In the field of microelectronics, Extreme Ultraviolet (EUV) lithography operating at λ=13,5 nm, appears, today, as the
most promising future technology. The viability of this next generation technology has to face, however, several technical issues. Among them, the realisation of defect-free lithography masks is certainly one of the most serious issue. These masks, which work as reflective components, are composed of an EUV reflective Mo/Si multi-layer coating deposited on a glass substrate and covered, on the top, by an absorbing stack. Up to now, as far as defect specification is
concerned, Ion Beam Sputtering (IBS) deposition has been proved to be the most appropriate technology.
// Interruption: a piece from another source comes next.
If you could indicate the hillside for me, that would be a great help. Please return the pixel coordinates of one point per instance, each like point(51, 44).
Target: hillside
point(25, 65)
Nevertheless, the necessity to meet other specifications like, for instance, maximum EUV reflectance, requires further studies to better understand the way such IBS multi-layer Mo/Si structures are growing. In this paper, an experimental investigation on the deposition of IBS Mo/Si multi-layers is presented. We focused our interest on a comparison between argon and xenon sputtering conditions. After a brief description of deposition process, the mechanical and optical properties of the films are first reported. Then, the microstructures and chemical profiles of Mo/Si multi-layers, deduced from investigations by high-resolution transmission electron microscopy (HRTEM) and energy filtering TEM, are presented. Finally, the Mo/Si mirror characteristics are discussed on the basis of TEM observations and process considerations related to sputtering mechanisms taking place in the IBS deposition tools.